Sometimes life brings surprises. If you can’t make payments on one or more of your loans, it’s best to take action sooner rather than later. Moving quickly helps you minimize the damage to your finances. Perhaps more importantly, the eventual cleanup is less stressful when you prevent things from getting worse.

Sometimes the solution is easy. For example, if you can’t afford your car payments, it might be possible to sell the car and switch to a less expensive (but safe) vehicle—or even do without a car for a while.

Unfortunately, things aren’t always easy, but several strategies help you stay on top of things.

If You Don’t Pay

It might help to talk about the worst-case-scenario first. If you stop paying on a loan, you eventually default on that loan. The result: You’ll owe more money as penalties, fees and interest charges build up on your account. Your credit scores will also fall. It may take several years to recover, but you can ​rebuild your credit and borrow again—sometimes within just a few years.

Don’t give up hope.

When You Realize You Can’t Pay

Hopefully, you have time before your next payment is due. If that’s the case, you can take action before you’re officially late on any payments. You may still have several options at this point, including:

  1. Pay late: It’s best to make loan payments on time, but if you can’t do that, slightly late is better than really late. Try to get your payment in within 30 days of the due date. In many cases, those late payments are not even reported to credit bureaus, so your credit will not be damaged. This leaves you the option of consolidating or refinancing debt.
  2. Consolidate or refinance: You might be better off with a different loan. Especially with toxic loans like credit cards and payday loans, consolidating with a personal loan results in lower interest costs and a lower required payment. Plus, a new loan typically gives you more time to repay. For example, you might get a personal loan that you repay over three to five years. Taking longer to repay might end up costing you more in interest—but it might not. Especially when getting out of payday loans, you could easily come out ahead. Apply before you start missing payments to qualify for a new loan.

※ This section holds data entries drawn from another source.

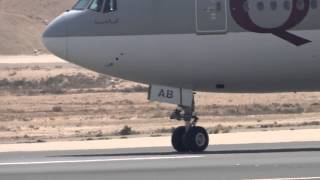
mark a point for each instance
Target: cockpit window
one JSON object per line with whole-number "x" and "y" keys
{"x": 96, "y": 5}
{"x": 81, "y": 5}
{"x": 110, "y": 6}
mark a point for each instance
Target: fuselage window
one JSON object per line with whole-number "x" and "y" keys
{"x": 300, "y": 5}
{"x": 218, "y": 6}
{"x": 81, "y": 5}
{"x": 273, "y": 5}
{"x": 96, "y": 5}
{"x": 314, "y": 4}
{"x": 110, "y": 6}
{"x": 287, "y": 5}
{"x": 246, "y": 6}
{"x": 260, "y": 6}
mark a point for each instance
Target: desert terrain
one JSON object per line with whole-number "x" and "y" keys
{"x": 46, "y": 99}
{"x": 22, "y": 23}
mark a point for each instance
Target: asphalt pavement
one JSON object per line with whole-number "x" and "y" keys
{"x": 299, "y": 160}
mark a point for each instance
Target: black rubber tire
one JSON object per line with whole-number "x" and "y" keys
{"x": 196, "y": 139}
{"x": 177, "y": 139}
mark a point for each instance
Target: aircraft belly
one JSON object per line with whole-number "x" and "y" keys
{"x": 233, "y": 62}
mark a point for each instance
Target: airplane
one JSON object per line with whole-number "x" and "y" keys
{"x": 179, "y": 47}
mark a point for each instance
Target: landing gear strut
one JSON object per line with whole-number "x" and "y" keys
{"x": 188, "y": 138}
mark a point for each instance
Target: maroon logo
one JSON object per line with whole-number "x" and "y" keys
{"x": 300, "y": 9}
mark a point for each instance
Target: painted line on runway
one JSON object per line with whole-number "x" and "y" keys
{"x": 99, "y": 160}
{"x": 296, "y": 178}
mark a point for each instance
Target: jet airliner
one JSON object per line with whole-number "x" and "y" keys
{"x": 179, "y": 47}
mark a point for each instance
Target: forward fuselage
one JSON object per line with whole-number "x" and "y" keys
{"x": 204, "y": 45}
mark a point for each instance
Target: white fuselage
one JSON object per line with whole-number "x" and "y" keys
{"x": 243, "y": 62}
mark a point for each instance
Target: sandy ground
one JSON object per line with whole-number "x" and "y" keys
{"x": 77, "y": 111}
{"x": 26, "y": 59}
{"x": 219, "y": 139}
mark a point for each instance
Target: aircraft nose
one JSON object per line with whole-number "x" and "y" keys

Lenders don’t want to approve somebody who’s already behind. Where should you borrow? Start by applying for unsecured loans with banks and credit unions that work in your community, and online lenders. Apply for these loans at the same time so you minimize damage to your credit and go with the best offer.
  3. Try secured loans: Consolidating with a secured loan can help you get approved if you want to pledge assets as collateral. However, you risk losing those assets if you can’t make payments on the new loan. If you put your house on the line, you could lose it in foreclosure, making things difficult for you and your family. Having your vehicle repossessed may make it hard to get to work and earn income.
  4. Communicate with lenders: If you foresee trouble making payments, talk with your lender. They might have options to help you, whether it’s changing your due date or letting you skip payments for several months. You might even be able to negotiate a settlement. Explain that you can’t make the payments, offer less than you owe, and see if they accept. This isn’t likely to succeed unless you can convince your lender that you’re unable to pay, but it’s an option. Your credit will suffer if you settle, but at least you put the payments behind you.
  5. Prioritize your payments: You might need to make difficult decisions about which loans to stop paying and which ones to keep current on. Conventional wisdom says to keep making payments on your home and auto loans, and to stop paying unsecured loans (like personal loans and credit cards) if you must. The rationale is that you really don’t want to get evicted or have your vehicle repossessed. Damage to your credit is also problematic, but it does not instantly disrupt your life in the same way. Make a list of your payments, and make a conscious choice about each one. Make your safety and health a priority as you choose.

Moving Forward

So far we’ve covered short-term fixes. Ultimately, you need a long-term plan to stay on top of the bills. Life is less stressful when you don’t have to constantly put out fires, and ideally, you can move on to fund future goals.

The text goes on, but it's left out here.